Re: UTF-8 signature / BOM in CSS from François Yergeau on 2003-12-08 (www-style@w3.org from December 2003)

From: François Yergeau <francois@yergeau.com>
Date: Sun, 7 Dec 2003 21:08:58 -0500 (EST)
To: Etan Wexler <ewexler@stickdog.com>
Cc: www-style@w3.org, w3c-i18n-ig@w3.org
Message-id: <3FD3DD3D.3000209@yergeau.com>

Etan Wexler a écrit  :
> Yes. The codepoint U+FEFF is currently allowed in and at the start of 
> identifiers in the CSS 2 Recommendation, the CSS 2.1 Working Draft, and 
> the CSS3 syntax module Working Draft.

Ouch, that's pretty bad.  Too late for 2.0, of course, and perhaps also 
for 2.1, but please fix that in 3.0.

> The latter has a token type "BOM", 
> but since the "BOM" production comes after the "IDENT" production, a 
> U+FEFF codepoint would always end up as an "IDENT" or part of an "IDENT".

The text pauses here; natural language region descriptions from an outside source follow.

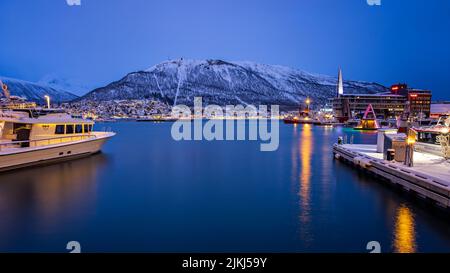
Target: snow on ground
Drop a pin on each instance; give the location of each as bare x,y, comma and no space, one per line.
425,164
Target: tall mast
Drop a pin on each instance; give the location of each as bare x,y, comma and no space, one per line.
5,90
340,86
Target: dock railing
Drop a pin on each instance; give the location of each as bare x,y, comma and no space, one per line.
44,141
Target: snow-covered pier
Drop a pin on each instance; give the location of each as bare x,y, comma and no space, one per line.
429,178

Ouch again!  What's the point of having the BOM production, then?

> Maybe I'm not so dull, after all.

:-) :-)

> If we accept Chris Lilley's assertion that U+FEFF is not 
> a character, stripping occurrences of U+FEFF before tokenization seems 
> very reasonable. If U+FEFF is a character (and I don't care to enter 
> that theological debate), stripping it may still be the sensible option. 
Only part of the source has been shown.